Le bien et le mal au cœur d’une pandémie
« Il y a dans l’homme plus de choses à admirer qu’à mépriser » : voilà la conclusion à laquelle arrive Camus. On trouve au cœur du malheur des points de similitude, la volonté de faire front commun face à une maladie destructrice. J’ai été particulièrement touchée par la dimension humaine et sociale qui prend le devant de la scène dans cette fiction, permettant ainsi de questionner le rapport des gens à leur vie. Dans La Peste ou dans le monde de 2020, de nouveaux héros du quotidien sont nécessairement érigés par l’épidémie. Normalement occultés et peu considérés, ils sont applaudis et remerciés : l’humain est le plus brave combattant de la maladie, voilà sûrement pourquoi les soignants étaient applaudis systématiquement à 20 heures. Le docteur Bernard Rieux se bat inlassablement contre la peste, soignant avec grande humanité tous les patients qu’il rencontre, faisant preuve d’une éthique irréprochable.

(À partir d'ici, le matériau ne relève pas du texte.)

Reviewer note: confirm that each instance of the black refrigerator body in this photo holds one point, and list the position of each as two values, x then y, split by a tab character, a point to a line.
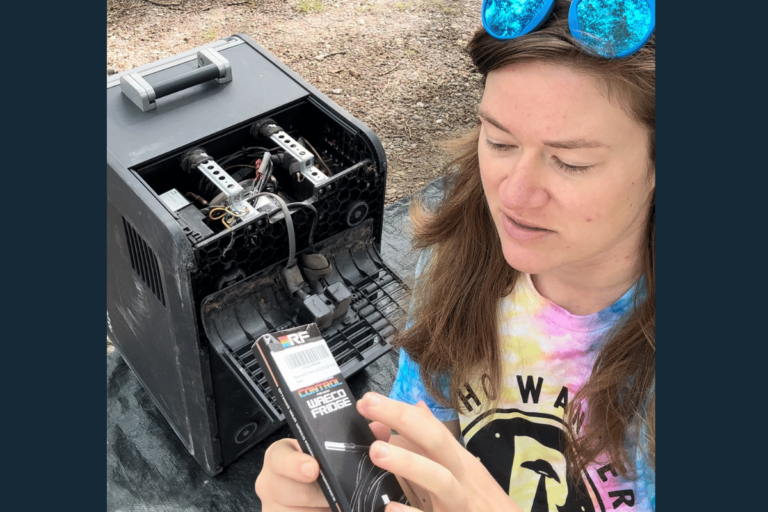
192	280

Toutefois, force est de constater l’omniprésence du mal. Le mal de la maladie, le mal du confinement, le mal du désespoir, le mal de l’Homme. « A mesure que les jours passaient, on se mit à craindre que ce malheur n’eût véritablement pas de fin et, du même coup, la cessation de l’épidémie devint l’objet de toutes les espérances » : honnêtement, je ne pourrais pas être moins d’accord avec cette affirmation alors que la question de la cinquième vague du coronavirus se pose actuellement. Bien et mal s'affrontent alors que la population ne sait pas si elle doit lutter ou s’avouer vaincue. La seule chose qui s’impose est le changement profond qu’opère l’épidémie sur la ville ou le monde. Les choses seront différentes, c’est une certitude, la seule qu’on puisse avoir. J’ai été impressionnée par la façon dont Camus a décrit la sortie de crise, et comment les habitants d’Oran la vivent. On pourrait le résumer à cette phrase : « tout le monde était d’accord pour penser que les commodités de la vie passée ne se retrouveraient pas d’un coup et qu’il était plus facile de détruire que de reconstruire ».